The Fight to Preserve Medicare Continues

In less than three months, the Occupy Wall Street movement has changed public discourse. Because of Occupy, countless organizations and individuals voiced their opposition to any cuts to Medicare, Medicaid, and Social Security, and opposition to the very existence of the Super Committee. In the end, the Super Committee was not able to come up with a proposal.

We are not surprised.

We didn’t need a Super Committee to tell us how to solve the United States’ ballooning national debt: we already know that universal single-payer healthcare would give people–regardless of age, race, pre-existing condition or socioeconomic status–the medical care they need while reducing annual healthcare costs by $400 billion.

However, the fight’s not over yet. As part of the original agreement that spawned the formation of the Super Committee, its members’ failure to propose a $1.2 trillion reduction to the deficit will cause that amount to be automatically cut from both domestic and defense spending–including $123 billion in cuts to Medicare between 2013 and 2021, the bulk of which would be reductions in physician reimbursement rates.

Politicians are trying to tout this as a protection for Medicare beneficiaries, but slashing the amount the federal government reimburses healthcare providers who care for Medicare enrollees will make it more difficult for senior citizens and people with disabilities to find doctors who will care for them.

We at Healthcare-NOW! see this as another attack on our society’s most vulnerable populations. When Medicare was implemented nearly 50 years ago, our government acknowledged healthcare as a human right for people 65 and older in the United States.

Now it is time to make healthcare a human right for all.
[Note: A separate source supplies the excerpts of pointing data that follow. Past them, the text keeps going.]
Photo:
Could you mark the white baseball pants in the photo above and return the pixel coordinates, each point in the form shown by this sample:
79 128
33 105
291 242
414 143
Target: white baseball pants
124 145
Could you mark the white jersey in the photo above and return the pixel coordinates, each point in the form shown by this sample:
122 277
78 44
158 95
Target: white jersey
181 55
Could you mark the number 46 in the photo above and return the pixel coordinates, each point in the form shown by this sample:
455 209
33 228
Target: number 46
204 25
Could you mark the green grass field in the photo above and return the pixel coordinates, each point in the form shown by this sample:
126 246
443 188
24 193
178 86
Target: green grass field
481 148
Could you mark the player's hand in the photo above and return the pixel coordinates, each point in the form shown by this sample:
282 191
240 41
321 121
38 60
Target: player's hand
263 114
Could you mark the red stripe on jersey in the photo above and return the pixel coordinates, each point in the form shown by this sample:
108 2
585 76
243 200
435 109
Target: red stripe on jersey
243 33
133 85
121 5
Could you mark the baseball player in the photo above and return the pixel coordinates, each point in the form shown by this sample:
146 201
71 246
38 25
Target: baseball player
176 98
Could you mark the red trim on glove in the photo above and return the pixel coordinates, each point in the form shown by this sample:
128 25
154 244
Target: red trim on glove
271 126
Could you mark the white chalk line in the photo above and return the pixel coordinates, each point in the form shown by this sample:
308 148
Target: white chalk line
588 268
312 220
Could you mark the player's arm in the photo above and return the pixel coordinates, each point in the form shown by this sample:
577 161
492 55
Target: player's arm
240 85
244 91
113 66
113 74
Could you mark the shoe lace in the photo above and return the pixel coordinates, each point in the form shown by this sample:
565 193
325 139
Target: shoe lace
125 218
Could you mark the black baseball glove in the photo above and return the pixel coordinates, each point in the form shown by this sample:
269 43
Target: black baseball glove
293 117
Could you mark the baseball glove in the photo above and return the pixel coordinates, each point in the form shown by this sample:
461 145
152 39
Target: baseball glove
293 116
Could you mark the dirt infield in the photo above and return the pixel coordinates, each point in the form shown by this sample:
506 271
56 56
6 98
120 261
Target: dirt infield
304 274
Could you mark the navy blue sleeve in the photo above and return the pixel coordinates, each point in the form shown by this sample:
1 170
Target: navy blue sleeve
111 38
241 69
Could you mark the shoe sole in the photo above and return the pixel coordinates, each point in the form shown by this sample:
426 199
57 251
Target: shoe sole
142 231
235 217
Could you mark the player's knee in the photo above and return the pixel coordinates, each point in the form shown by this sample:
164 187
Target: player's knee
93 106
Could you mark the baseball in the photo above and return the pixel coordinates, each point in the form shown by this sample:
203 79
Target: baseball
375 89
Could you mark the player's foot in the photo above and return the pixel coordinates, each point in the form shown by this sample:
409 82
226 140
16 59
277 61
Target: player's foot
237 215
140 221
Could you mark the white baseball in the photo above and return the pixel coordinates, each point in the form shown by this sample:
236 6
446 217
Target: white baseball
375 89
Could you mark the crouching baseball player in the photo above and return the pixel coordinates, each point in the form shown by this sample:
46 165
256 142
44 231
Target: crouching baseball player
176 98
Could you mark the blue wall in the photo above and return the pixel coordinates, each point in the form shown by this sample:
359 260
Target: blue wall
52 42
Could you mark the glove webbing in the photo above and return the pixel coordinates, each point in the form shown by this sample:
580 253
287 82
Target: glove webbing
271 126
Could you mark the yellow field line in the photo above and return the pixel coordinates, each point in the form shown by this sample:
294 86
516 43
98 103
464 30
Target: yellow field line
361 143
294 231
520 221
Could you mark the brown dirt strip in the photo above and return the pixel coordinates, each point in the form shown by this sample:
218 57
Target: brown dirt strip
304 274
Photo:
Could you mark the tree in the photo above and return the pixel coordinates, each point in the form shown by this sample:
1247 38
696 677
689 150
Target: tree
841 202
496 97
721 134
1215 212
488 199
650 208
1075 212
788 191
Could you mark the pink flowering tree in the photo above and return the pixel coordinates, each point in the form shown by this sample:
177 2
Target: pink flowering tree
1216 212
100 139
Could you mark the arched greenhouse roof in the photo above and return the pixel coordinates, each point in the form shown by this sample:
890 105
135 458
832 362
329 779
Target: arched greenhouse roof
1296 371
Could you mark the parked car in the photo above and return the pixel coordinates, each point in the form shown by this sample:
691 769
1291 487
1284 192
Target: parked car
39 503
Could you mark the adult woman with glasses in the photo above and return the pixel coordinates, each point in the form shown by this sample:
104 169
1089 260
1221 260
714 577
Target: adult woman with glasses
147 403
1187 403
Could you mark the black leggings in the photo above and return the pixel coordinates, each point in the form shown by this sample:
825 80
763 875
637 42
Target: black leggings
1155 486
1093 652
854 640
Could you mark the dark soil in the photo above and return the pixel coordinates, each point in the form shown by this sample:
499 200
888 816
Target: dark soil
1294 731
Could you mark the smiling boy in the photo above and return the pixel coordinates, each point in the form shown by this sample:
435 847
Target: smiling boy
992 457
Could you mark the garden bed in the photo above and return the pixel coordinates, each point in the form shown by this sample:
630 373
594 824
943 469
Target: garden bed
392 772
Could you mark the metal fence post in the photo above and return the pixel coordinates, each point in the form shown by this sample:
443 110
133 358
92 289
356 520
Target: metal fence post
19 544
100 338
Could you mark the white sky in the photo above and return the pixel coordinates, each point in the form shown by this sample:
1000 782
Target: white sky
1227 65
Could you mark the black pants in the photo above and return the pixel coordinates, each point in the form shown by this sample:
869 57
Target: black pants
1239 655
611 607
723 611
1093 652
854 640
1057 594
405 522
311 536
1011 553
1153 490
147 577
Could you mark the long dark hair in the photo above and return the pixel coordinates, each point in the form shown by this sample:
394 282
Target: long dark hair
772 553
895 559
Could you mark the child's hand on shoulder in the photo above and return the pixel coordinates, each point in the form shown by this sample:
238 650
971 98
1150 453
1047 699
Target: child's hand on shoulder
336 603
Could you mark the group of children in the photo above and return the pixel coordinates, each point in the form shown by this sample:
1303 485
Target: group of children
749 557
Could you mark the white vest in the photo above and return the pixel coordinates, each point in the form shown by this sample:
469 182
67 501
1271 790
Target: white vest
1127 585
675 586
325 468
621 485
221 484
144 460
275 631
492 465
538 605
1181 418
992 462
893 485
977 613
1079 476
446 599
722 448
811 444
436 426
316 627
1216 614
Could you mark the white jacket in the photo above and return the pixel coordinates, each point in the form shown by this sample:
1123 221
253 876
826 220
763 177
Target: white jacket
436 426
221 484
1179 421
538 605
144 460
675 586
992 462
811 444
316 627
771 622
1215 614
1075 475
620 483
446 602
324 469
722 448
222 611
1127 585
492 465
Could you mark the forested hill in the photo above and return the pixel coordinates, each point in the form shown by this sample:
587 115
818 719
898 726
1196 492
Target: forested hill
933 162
Instead of cutting Medicare funds, we should be improving and expanding Medicare-for-all. Here’s how you can help:

Join us at our annual National Strategy Conference on January 28th and 29th in Houston, Texas to help develop our action plan for 2012. We will be discussing how to organize for single-payer Medicare-for-all in an election year, and how to protect Medicare from being cut any further.

Join a local single-payer group near you (check out our local contacts page for more info).

Organize a single-payer group if there isn’t one in your area (we have some great organizing resources on our website).

Become a monthly donor to Healthcare-NOW!.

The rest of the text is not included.